The relief fund contribution was recommended by the Consumer Financial Protection Bureau, state Attorneys General and the Multi-State Mortgage Committee of the Conference of State Bank Supervisors (MMC), the servicer said in its 10-K filing.
Ocwen said in the same filing that it’s committed to offering consumer assistance such as loan modifications and foreclosure avoidance, but added that the firm will fight contributions to a consumer fund even if it results in litigation.
“We do not believe such a contribution from us is warranted under the circumstances and have so notified the requesting parties,” Ocwen wrote in its 10-K filing. “It is reasonably possible that legal proceedings could ensue with regard to this matter and, if so, we will defend vigorously. At this time, the amounts, if any, that ultimately could be incurred with regard to this matter are not reasonably estimable.”

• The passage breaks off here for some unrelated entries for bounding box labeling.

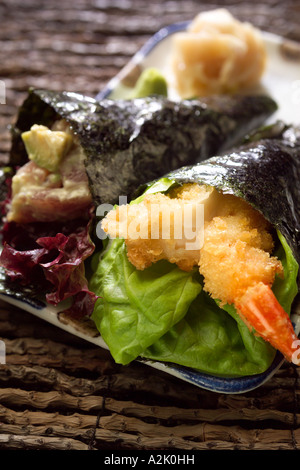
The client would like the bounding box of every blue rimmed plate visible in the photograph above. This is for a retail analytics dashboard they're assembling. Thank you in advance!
[0,22,300,394]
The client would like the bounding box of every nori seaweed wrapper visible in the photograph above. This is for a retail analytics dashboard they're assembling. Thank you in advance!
[135,126,300,263]
[10,89,277,205]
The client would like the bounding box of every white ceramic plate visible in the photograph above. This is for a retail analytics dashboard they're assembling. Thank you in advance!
[0,23,300,393]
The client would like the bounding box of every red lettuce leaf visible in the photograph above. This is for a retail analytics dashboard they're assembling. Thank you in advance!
[0,214,98,318]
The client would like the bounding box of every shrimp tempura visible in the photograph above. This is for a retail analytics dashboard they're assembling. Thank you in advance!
[102,185,298,363]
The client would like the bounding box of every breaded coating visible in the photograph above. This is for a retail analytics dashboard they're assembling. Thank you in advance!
[102,184,283,304]
[199,212,283,304]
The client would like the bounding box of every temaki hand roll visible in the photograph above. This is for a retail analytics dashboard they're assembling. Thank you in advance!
[90,129,300,376]
[0,86,276,316]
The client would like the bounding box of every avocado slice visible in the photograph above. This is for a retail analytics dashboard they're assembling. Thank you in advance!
[22,124,73,173]
[130,67,168,99]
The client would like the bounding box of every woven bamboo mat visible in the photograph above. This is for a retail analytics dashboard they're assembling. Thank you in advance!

Ocwen more than doubled its 2012 profit as revenue soared 70% above 2011 levels.
The company’s expansive revenue growth came after Ocwen spent the year, gobbling up mortgage servicing rights.
With just the closing of the firm’s two major acquisitions – a deal to acquire Homeward Residential and the purchase of servicing rights from Residential Capital — Ocwen increased its servicing portfolio by 270%, excluding master servicing, the firm said in its fourth-quarter earnings report.
Yet, any servicing issues acquired in recent deals also could be subject to some regulatory scrutiny, Ocwen suggested in its own SEC filing.
“One or more of the foregoing regulatory actions or similar actions in the future against Ocwen, OLS, Litton or Homeward could cause us to incur fines, penalties, settlement costs, damages, legal fees or other charges in material amounts, or undertake remedial actions pursuant to administrative orders or court-issued injunctions,” Ocwen wrote.
One of the issues Ocwen mentioned is the fact that before it acquired Homeward Residential, the U.S. Justice Department of the Eastern District of Texas issued civil investigative demands to look into “whether HRI violated the False Claims Act in connection with its participation in the Home Affordable Mortgage Program,” Ocwen wrote.
The firm added, “We were advised by HRI that documents and information have been provided pursuant to these CIDs. The investigation remains open, and we intend to cooperate in the event there are further informational requests.”
Analysts with Compass Point Research & Trading Group responded to the Ocwen disclosures saying, they expect a cash payment or some other type of monetary relief with so many distressed borrowers in Ocwen’s servicing portfolios.
Still, Compass Point sees Ocwen and other servicers as still getting “high marks from the GSEs, rating agencies and other regulatory agencies concerning their servicing practices,” Compass Point suggested.
But the research firm added, “we do expect further regulatory scrutiny and the possibility of monetary penalties for Ocwen, NationStar and PHH (PHH). Considering Ocwen has the largest subprime, non-agency servicing portfolio of the non-bank servicers, we believe their monetary penalty could be the largest of the group (if the others were to be invited).”